Мещеряков кивнул. И о себе подумал, что он тоже далеко не все нынешние названия знает и понимает. И для всех-то тут - лес темный. "Ладно, - подумал он. - Не вовсе уж зря я в этот отдел тоже явился". И он сам спросил у бородатого юриста:

- Еще-то вы чем занимаетесь? Кроме названий - чем? К примеру.

- К примеру, составляем уголовный и гражданский закон для Освобожденной территории - это раз... Утверждаем все положения о конфискационных комиссиях, равно и акты крупных конфискаций. Все другие отделы, кроме военного, когда они издают распоряжения всеобщего значения, то с нами эти распоряжения заодно и подписывают. Еще организуем суды - сельские и волостные. Надзираем за лагерями военнопленных, передаем их отделу труда для разверстки по крестьянским дворам как рабочую силу, принимаем жалобы граждан на неправильные действия народной власти...

Загибая крупные потрескавшиеся пальцы, работник юридического отдела продолжал и продолжал приводить примеры:

- Хотя если обратно сказать, то у нас есть и без конца и краю становится всяких комиссий по всяким вопросам - они отделам все менее и менее подчиняются, а все более и более лично вот товарищу Брусенкову. Потому что они именуются не просто так, а чрезвычайными, - еще сказал юрист. - Хотя бы и чрезвычайная юридическая.

Мещеряков ответил ему:

- Ну, существуйте! Делов у вас - вот! - и похлопал себя по верху серебристой папахи. - Пошли? Дальше? - обратился он к Брусенкову.

Но тот снова махнул рукой почти в самую бороду юриста:

- Как понимаешь свою главную задачу? Самую главную?

- То есть?

- Ну, со всей глубиной?

- Трудную жизнь живем нынче... Все надо предусмотреть. Все! На далекое будущее.

- А что это - все? - заинтересовалась Тася Черненко. - Это как вас понять? Скажите, мы выслушаем.
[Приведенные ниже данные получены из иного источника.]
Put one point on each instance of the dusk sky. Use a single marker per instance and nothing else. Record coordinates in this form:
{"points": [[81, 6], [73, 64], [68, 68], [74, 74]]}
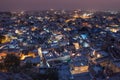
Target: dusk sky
{"points": [[13, 5]]}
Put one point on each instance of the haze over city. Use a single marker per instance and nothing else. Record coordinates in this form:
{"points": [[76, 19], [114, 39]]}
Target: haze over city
{"points": [[14, 5]]}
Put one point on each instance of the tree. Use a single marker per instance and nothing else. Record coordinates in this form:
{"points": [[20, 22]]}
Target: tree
{"points": [[11, 62]]}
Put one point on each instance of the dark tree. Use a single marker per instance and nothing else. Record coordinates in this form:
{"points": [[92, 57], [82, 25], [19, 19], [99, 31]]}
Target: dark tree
{"points": [[11, 62]]}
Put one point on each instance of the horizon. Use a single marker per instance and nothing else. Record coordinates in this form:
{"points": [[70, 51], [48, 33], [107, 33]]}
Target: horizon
{"points": [[28, 5]]}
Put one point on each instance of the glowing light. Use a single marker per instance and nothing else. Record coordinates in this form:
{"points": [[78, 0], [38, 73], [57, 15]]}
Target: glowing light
{"points": [[77, 46]]}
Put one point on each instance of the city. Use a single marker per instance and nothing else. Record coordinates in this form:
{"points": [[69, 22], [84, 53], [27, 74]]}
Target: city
{"points": [[64, 44]]}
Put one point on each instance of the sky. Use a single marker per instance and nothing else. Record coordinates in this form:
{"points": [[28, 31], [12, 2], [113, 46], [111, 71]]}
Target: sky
{"points": [[14, 5]]}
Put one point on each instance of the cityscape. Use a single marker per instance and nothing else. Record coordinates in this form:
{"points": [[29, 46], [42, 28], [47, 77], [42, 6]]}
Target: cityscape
{"points": [[59, 44]]}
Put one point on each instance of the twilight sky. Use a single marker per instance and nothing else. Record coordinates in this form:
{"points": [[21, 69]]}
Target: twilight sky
{"points": [[15, 5]]}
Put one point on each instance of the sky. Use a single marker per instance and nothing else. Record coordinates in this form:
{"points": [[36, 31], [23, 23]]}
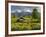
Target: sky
{"points": [[23, 8]]}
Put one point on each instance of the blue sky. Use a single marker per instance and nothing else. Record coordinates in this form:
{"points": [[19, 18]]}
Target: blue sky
{"points": [[23, 8]]}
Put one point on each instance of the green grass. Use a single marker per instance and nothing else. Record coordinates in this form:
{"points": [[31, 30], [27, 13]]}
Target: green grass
{"points": [[27, 24]]}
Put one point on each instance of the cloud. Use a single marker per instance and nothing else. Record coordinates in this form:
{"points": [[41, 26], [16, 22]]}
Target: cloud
{"points": [[27, 10], [19, 10]]}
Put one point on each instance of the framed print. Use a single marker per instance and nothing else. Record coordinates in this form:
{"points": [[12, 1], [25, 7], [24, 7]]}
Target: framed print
{"points": [[24, 18]]}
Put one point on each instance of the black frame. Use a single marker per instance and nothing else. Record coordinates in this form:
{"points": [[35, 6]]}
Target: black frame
{"points": [[6, 17]]}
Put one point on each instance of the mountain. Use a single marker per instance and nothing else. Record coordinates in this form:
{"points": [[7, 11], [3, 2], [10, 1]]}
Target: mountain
{"points": [[22, 13]]}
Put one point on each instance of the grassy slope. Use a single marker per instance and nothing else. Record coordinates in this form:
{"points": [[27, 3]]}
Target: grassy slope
{"points": [[28, 24]]}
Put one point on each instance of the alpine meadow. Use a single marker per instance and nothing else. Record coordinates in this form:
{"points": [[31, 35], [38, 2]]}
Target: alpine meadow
{"points": [[25, 18]]}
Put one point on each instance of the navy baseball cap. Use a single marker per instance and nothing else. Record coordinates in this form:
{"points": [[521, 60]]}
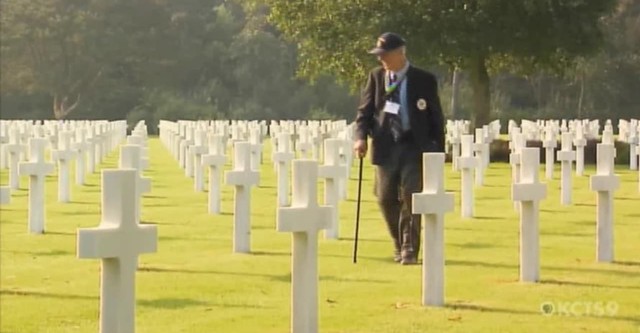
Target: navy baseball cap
{"points": [[388, 41]]}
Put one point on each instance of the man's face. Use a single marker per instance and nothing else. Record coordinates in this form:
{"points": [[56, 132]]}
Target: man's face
{"points": [[391, 60]]}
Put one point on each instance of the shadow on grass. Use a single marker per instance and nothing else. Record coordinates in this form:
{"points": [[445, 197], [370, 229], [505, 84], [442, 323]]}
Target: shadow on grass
{"points": [[351, 280], [585, 284], [387, 259], [181, 303], [472, 245], [157, 205], [173, 238], [362, 200], [171, 303], [480, 263], [34, 293], [351, 239], [153, 197], [43, 253], [566, 234], [61, 233], [74, 202], [481, 308], [271, 253], [627, 263], [80, 213], [281, 278], [543, 268], [490, 218]]}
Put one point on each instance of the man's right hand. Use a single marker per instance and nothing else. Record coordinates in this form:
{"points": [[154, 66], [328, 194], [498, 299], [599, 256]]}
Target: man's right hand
{"points": [[360, 148]]}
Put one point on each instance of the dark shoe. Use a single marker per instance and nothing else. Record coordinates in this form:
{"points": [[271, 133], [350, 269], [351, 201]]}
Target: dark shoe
{"points": [[408, 258], [409, 261]]}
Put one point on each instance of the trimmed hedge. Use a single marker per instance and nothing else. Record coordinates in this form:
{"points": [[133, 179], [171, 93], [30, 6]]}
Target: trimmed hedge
{"points": [[500, 151]]}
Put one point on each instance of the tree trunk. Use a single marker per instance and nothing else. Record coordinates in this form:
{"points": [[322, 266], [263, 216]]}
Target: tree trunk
{"points": [[479, 78], [455, 93], [581, 97], [60, 107]]}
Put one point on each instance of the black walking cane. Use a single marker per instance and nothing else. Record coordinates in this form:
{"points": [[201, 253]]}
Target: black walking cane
{"points": [[355, 246]]}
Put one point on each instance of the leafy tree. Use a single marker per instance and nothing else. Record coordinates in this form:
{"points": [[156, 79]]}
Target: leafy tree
{"points": [[73, 49], [474, 35]]}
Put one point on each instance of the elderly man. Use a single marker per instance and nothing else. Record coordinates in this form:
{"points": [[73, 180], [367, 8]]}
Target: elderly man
{"points": [[400, 110]]}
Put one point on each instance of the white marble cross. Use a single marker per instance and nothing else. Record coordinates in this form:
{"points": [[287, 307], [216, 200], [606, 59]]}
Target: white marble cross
{"points": [[605, 182], [433, 202], [197, 150], [139, 141], [480, 147], [215, 161], [304, 145], [455, 141], [304, 219], [130, 158], [14, 150], [580, 142], [118, 241], [518, 142], [633, 144], [5, 195], [64, 154], [529, 191], [638, 154], [283, 157], [466, 163], [37, 169], [332, 172], [550, 143], [255, 139], [80, 146], [91, 149], [185, 143], [566, 156], [243, 179]]}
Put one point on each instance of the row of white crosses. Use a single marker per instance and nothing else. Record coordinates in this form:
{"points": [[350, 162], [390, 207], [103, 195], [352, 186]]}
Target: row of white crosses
{"points": [[101, 137], [305, 218], [186, 140], [470, 155]]}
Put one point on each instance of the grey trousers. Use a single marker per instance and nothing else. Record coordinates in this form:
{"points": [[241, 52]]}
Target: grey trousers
{"points": [[396, 181]]}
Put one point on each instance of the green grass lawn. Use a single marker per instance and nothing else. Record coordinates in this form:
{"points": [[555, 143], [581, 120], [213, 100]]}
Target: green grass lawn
{"points": [[195, 284]]}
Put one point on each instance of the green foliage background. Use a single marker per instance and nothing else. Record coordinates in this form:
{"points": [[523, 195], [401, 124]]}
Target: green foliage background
{"points": [[270, 59]]}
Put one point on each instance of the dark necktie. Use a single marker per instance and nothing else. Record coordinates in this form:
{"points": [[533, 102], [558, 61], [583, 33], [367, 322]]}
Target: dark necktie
{"points": [[394, 119]]}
- Когда выслушаете, я бы объяснил так: делаем мы власть, после под нее делаем закон. А надо бы вовсе наоборот: сделать всенародным обсуждением закон, после призвать к нему власть, которая его блюла бы и свято исполняла и за это перед народом на съездах отчитывалась бы.
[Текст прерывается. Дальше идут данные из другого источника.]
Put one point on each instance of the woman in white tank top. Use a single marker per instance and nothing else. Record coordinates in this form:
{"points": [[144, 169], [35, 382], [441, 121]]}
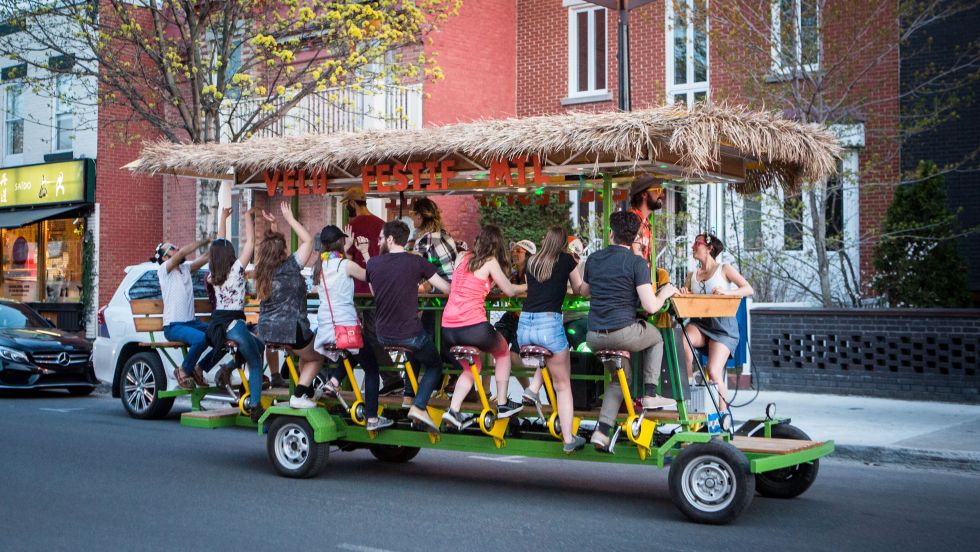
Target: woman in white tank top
{"points": [[716, 336]]}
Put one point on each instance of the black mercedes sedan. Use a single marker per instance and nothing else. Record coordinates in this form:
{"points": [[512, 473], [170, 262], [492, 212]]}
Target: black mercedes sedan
{"points": [[36, 355]]}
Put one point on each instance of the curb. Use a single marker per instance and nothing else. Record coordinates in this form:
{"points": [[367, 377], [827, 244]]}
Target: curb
{"points": [[952, 460]]}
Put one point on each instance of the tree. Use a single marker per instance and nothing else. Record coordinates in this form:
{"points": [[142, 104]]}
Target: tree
{"points": [[218, 70], [829, 62], [917, 263], [525, 222]]}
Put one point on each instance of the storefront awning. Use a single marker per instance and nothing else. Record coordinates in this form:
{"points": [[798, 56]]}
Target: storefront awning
{"points": [[16, 219]]}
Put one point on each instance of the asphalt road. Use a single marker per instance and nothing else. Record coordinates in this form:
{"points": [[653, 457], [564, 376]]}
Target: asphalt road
{"points": [[79, 474]]}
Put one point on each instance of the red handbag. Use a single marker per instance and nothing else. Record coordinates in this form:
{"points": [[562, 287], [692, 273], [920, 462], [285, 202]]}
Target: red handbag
{"points": [[347, 337]]}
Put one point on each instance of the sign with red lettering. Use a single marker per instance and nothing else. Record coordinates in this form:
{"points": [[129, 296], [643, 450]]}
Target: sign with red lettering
{"points": [[296, 182]]}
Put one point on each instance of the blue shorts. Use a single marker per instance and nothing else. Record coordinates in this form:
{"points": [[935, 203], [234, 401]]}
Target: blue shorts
{"points": [[544, 329]]}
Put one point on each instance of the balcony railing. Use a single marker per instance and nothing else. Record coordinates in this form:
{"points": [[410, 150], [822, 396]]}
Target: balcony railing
{"points": [[337, 110]]}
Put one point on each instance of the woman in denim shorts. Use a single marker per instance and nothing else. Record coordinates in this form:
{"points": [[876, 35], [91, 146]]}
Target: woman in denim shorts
{"points": [[549, 273]]}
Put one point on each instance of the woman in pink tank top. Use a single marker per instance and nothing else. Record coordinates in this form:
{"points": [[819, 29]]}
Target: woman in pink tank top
{"points": [[464, 321]]}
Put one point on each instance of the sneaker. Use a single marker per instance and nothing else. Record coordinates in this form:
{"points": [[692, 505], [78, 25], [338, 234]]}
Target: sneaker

- А кто же сделает, по-твоему, самый первый закон, если не власть? От безвластия закон никогда не произойдет, - усмехнулся Брусенков.

- Самая первая власть и должна быть чисто законодательной, то есть выслушать народ, записать, какой он хочет для себя закон. После от власти уйти и никогда ею не быть. Ни при каком уже случае.

- Как дева Мария, - родить без власти законы, - усмехнулся Брусенков. А то еще хуже - как ровно ты по Учредительному собранию тоскуешь? Закон без власти надумал, а? Да я такой закон навыдумываю для кого-то там такой хороший, что его сроду не одна самая наилучшая власть не сможет осуществить! Получится одно беззаконие! Это вот и сейчас уже, на сегодня, каждому видно, что даже у нас в отделах люди не столь занимаются делом, как выдумывают... Один - с деньгами выдумывает, другой - хочет закон без власти... И так далее, без конца. Я когда тебя спрашивал, что самое главное должно быть в отделе, - я ждал, ты скажешь: укрепление новой народной власти! Вот что я услышать хотел. А ты? Не забыть надо сказать товарищу Завтрекову. Как фамилия-то?

- Проскуряков.

- Понял ты меня, товарищ Проскуряков? Сделал вывод?

- У меня вывод загодя уже был сделанный. То есть я знал - тебе, товарищ Брусенков, мнение мое вовсе не поглянется.

- И в этом ты вовсе правый, - согласился Брусенков. - В этом - да! Потому что твое мнение - оно не твое. Оно - к большому нашему сожалению, нерасстрелянному - Якову Власихину в первую очередь принадлежит. Вот кому. Вредные мысли - они живучие. Их кто-то заронит, и заботы нету, что они живучие, другим приходится их раскорчевывать!

- Так ты считаешь, это что же - ерунда? - удивился бородатый юрист.

- Я за это ручаюсь. Где только ты набрался подобных мыслей? Не на пашне поди и не в скотской ограде, а где почище?

- Набрался я этого, где погрязнее. Заседателем в судах и в волостном и в уездном сиживал. В буржуазном и в капиталистическом суде. И не один год. Там и набрался. А грозиться ты мне не грозись, товарищ Брусенков! Я на службе не у тебя и не у товарища вот главнокомандующего - у народа. Так же, как и ты. Мне народ - сход либо митинг - укажет уйти, я уйду, спасибо скажу за освобождение от службы. Пойду на свою пашню, к своей скотине. А покуда я служу своей головой, какая она у меня есть вместе с мыслями, и вы тут не то что стращать меня всем кагалом должны, а должны меня слушать и понимать!

- Ишь ты, - сказал Мещеряков, - ишь как ты нас бреешь! Чисто!